Solicitar autorização operacional para drones

Se a operação estiver fora da categoria Open e não se enquadrar totalmente num cenário padrão europeu, pode ser necessária uma autorização operacional. Nos Portugal, o ANAC trata os pedidos para a categoria Específica. O pedido deve apresentar a operação, análise de riscos, procedimentos e evidências num dossiê coerente.

1. Classifique a operação

Determine primeiro porque a categoria Open ou STS não são suficientes. Descreva o ambiente, VLOS/BVLOS, espaço aéreo, território, UAS e limites operacionais. Depois escolha um PDRA adequado ou realize um SORA.

2. Monte um dossiê coerente

ConOps, análise de riscos, manual operacional e evidências devem descrever a mesma operação. Evite alturas, distâncias, funções ou mitigações díspares em documentos separados.

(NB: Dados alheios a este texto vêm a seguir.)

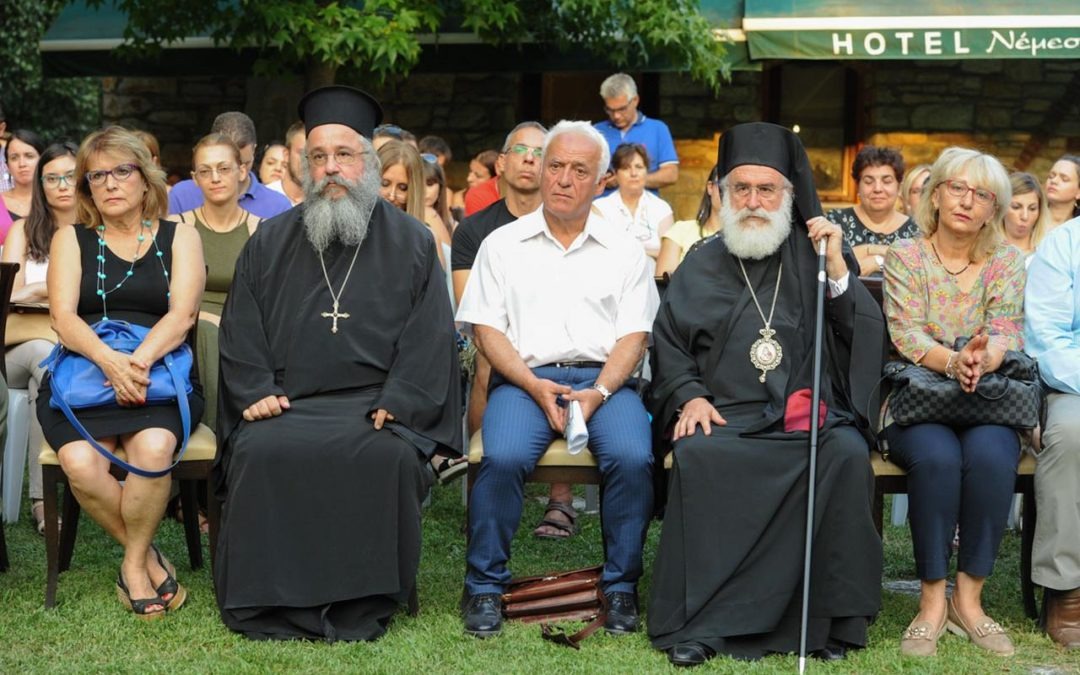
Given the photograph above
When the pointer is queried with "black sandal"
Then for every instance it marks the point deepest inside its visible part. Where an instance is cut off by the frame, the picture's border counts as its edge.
(570, 528)
(139, 607)
(449, 469)
(170, 590)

  • Dados do pedido e ConOps
  • Conformidade PDRA ou SORA
  • Operations Manual e ERP
  • Provas técnicas, organizacionais e de equipa

3. Verifique condições nacionais

Uma autorização europeia não elimina condições nacionais. Verifique regras portuguesas para espaço aéreo, BVLOS, locais, operações nocturnas e eventuais permissões adicionais.

4. Responda às questões de forma controlada

Registe comentários da autoridade, vincule cada resposta a uma alteração ou evidência e atualize o número da revisão e referências. Não altere apenas a carta de resposta; ajuste o documento fonte onde o conteúdo pertence.

Perguntas frequentes

Um dossiê completo garante a licença?

Não. O ANAC avalia o pedido específico. Completude e consistência ajudam, mas não garantem emissão.

Uma autorização portuguesa é válida em toda a UE?

Uma autorização pode ser usada a nível europeu, mas para operações transfronteiriças há um procedimento separado e podem aplicar-se condições locais do outro Estado-membro.